On this page, you can edit a few functions of the applet. You can change the first box to be the title of your applet (to show up as you’d like in your account). You can toggle on notifications to receive alerts when the applet is run, and you can change the keyword that your phone will receive to turn up the volume.
That’s it! You’re up and running! Now go and grab a friends phone, turn your volume down, and send yourself a “lostphone” text to see your volume turn up.
3 Simple, but must-have ways to automate social media marketing with IFTTT
There are hundreds, if not thousands, of innovative ways you can apply IFTTT integrations specifically to marketing and sales. Here are just three, in varying complexity (from basic to more complex), that I think every marketer should have set up for their organization.
Basic: Auto-post content from WordPress to social media networks
If you are posting content to a blog with any regularity (and you should be!), then you should also be sharing it out on social media. IFTTT has integrations with WordPress, Blogger, Medium and RSS feeds (which means you can use pretty much any blog platform).
For the longest time when my content marketing manager wrote a blog post, she would also have to go to Facebook to post the article she had just written. Manual posting is no longer necessary though, as this easy-to-set-up IFTTT applet automates the process!
Medium: Tweet all new Pinterest pins you like
Even though Pinterest has been a somewhat elusive platform for marketers to master, we all know that it has some real potential. What if you could easily share content you like on Pinterest with your Twitter followers?
With this simple IFTTT applet, you can. As you surf about Pinterest all you need to do is find a pin that you think would be relevant to your audience and then click to like the pin. It will automatically be shared on Twitter.
After you activate the applet be sure to click the little gear at the top right. From there you can customize the message that is sent out in your Tweets. If you’re using this applet a lot, it is a good idea to go into the applet regularly and change up the message so that it doesn’t fill your Twitter timeline with a bunch of posts that look the same.
Complex: Watch social media for new prospective customers and share with sales via Slack
One request I’ve heard time and time again from other executive leaders is whether or not we, in marketing, can watch social media for any mentions of competitor products or other key phrases that may indicate an individual is in buying mode. For the longest time, I’d politely inform them that even my social media manager, who lives on social media, doesn’t have the capacity to always keep a watch for specific keyword mentions.
But now I can say “Sure! I’ll actually send you a Slack message every time a keyword is mentioned.”
This IFTTT applet is slightly more complex to set up because you need to authorize both Twitter and Slack, and then set a few parameters for it to work properly. However, it is still very simple to set up, requires no programming skills, and can be completed in less than five minutes. If you’re looking to get really advanced with your Twitter keyword search, this help documentation from Twitter will make it so much easier.
Leverage IFTTT for other marketing and business tasks
I hope this article has given you realize the importance of the three applets I shared.

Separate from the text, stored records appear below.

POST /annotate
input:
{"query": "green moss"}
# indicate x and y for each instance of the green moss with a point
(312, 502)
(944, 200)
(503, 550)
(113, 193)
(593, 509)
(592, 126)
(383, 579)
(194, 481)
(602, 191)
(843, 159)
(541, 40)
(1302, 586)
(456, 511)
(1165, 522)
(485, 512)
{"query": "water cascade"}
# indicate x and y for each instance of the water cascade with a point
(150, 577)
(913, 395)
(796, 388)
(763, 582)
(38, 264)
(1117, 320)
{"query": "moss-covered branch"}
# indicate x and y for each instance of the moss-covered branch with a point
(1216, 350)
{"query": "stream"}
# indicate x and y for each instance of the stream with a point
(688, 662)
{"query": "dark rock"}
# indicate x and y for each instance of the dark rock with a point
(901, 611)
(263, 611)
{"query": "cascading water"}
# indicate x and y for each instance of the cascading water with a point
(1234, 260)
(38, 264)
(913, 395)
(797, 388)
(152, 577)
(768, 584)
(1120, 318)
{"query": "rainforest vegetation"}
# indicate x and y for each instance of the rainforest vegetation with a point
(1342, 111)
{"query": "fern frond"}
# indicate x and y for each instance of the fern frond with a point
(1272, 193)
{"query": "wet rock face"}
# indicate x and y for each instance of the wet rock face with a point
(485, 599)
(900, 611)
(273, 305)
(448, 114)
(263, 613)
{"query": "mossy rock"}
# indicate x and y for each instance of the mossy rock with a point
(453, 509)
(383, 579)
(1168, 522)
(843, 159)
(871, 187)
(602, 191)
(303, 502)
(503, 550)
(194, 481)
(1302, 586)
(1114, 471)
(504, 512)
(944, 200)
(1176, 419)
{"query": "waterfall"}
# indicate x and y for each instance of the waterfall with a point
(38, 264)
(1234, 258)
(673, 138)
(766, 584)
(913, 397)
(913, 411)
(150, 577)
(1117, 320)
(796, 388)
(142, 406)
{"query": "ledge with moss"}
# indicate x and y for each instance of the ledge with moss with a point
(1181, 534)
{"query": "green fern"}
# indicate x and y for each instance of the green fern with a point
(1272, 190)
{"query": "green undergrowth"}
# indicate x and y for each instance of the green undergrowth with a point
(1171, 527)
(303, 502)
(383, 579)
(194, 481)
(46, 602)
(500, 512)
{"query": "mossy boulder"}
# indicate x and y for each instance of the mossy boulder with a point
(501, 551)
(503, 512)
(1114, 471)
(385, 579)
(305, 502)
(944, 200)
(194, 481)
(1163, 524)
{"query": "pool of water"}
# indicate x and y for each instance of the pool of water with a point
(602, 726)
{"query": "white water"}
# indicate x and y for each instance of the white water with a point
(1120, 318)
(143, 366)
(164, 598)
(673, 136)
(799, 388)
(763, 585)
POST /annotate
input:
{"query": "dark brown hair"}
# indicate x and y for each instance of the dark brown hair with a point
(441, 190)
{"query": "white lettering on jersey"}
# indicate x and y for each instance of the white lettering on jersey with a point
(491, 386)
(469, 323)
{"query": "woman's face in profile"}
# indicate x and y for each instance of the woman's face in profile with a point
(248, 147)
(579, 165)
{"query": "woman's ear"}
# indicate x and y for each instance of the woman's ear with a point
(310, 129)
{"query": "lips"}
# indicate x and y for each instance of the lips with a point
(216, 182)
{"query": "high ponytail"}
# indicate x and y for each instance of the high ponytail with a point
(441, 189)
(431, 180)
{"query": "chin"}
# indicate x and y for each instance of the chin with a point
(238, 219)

Even more than that, though, I hope you’ve come away with a greater desire to expand your marketing automation with IFTTT.
In writing the article I’ve been thinking of several new ways I can use IFTTT to make myself and my salespeople more productive. I’ve also realized that this could be a great way to pull some mad pranks on my family, friends, and coworkers. In fact, I’m going to go find my wife’s phone, install IFTTT and set up some fun applets that can help me take over her phone. 🙂
What types of ways do you envision using IFTTT at your company?